Sometimes, life throws financial surprises at us, and when that happens, emergency savings can come in very handy. But if you don’t have emergency savings, you may be inclined to tap another cash source — your retirement account.
If you go that route, you’re not alone. A good 34% of workers have taken a loan or early withdrawal from a retirement plan, according to the 21st Annual Transamerica Retirement Survey. That includes hardship withdrawals from a 401(k). But while you may have no choice but to tap your retirement savings for a true emergency or hardship, here’s why it’s generally not a good idea to raid that account early.
Don’t leave yourself short for your senior years
The benefits you receive from Social Security will likely replace about 40% of your pre-retirement income. Meanwhile, most seniors need about twice that much money to cover their expenses without stress.
The more money you remove from your 401(k) or IRA ahead of retirement, the less you’ll have available once your time in the workforce comes to an end — it’s that simple. And so taking an early withdrawal from your long-term savings is something best avoided.
Remember, you might think that removing $10,000 from your retirement account is no big deal. But if you take that withdrawal when you’re 40 and you’re not retiring until age 70, and your investments in your account generate an average annual 7% return, you’ll actually end up having lost out on about $76,000 after all is said and done. That’s a much more significant loss.
Now during the coronavirus pandemic, a lot of people were forced to tap their savings early to make ends meet.

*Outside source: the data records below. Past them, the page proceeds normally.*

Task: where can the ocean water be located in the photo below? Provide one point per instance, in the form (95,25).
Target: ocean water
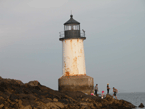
(135,98)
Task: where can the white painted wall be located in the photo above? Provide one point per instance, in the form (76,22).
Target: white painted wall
(73,57)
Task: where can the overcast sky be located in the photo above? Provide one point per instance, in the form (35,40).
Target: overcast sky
(114,47)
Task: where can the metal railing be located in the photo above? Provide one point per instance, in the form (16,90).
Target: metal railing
(62,34)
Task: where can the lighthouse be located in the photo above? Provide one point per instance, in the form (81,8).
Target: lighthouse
(74,76)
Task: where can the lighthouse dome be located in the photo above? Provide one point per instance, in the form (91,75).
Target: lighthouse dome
(71,21)
(72,30)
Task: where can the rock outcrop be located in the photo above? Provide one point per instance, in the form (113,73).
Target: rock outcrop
(14,94)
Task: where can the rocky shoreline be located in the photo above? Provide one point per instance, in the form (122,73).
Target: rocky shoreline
(14,94)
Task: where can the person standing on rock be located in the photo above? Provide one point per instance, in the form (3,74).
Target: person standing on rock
(108,88)
(96,89)
(115,92)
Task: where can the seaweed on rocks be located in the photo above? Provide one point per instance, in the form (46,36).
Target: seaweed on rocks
(15,94)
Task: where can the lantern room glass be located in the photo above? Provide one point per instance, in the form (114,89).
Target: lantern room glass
(71,27)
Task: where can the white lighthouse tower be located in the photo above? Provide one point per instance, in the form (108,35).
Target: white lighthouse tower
(74,71)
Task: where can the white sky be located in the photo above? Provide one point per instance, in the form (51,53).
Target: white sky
(114,49)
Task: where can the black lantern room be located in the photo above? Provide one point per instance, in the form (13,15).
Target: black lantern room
(72,30)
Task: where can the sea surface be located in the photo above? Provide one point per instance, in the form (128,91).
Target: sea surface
(135,98)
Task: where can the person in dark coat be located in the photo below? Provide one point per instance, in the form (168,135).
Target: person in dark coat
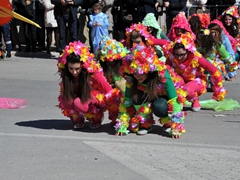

That was, to be clear, an extreme situation, and such withdrawals were more than justifiable.
But there’s a difference between taking an early 401(k) or IRA withdrawal due to an emergency and taking one for non-urgent matters. And you shouldn’t raid your retirement account to pay for home renovations or do anything that isn’t absolutely pressing.
The same applies to borrowing from your retirement savings. Though there’s no such thing as an IRA loan, 401(k) loans do exist. However, there are risks involved with 401(k) loans. If you don’t repay your loan on time, it will be treated as an early withdrawal from your account if you’re not yet 59 1/2. That could leave you on the hook for a costly 10% penalty on the sum you remove. And then if you don’t repay that loan at all, you’ll be short the money later in life.
Don’t make a big mistake
Many seniors end up relying heavily on their savings to pay their bills. And given that Social Security benefits may be cut in the future, shorting yourself on savings is a dangerous move.
It pays to do whatever you can to leave your retirement savings alone, and look at other ways to scrounge up cash when you need it. That could mean getting a second job or selling items you can command decent cash for.
Finally, if you do end up having to take a withdrawal from your retirement plan, do your best to put that money back afterward. The more money you’re able to carry with you into retirement, the better off you’ll be.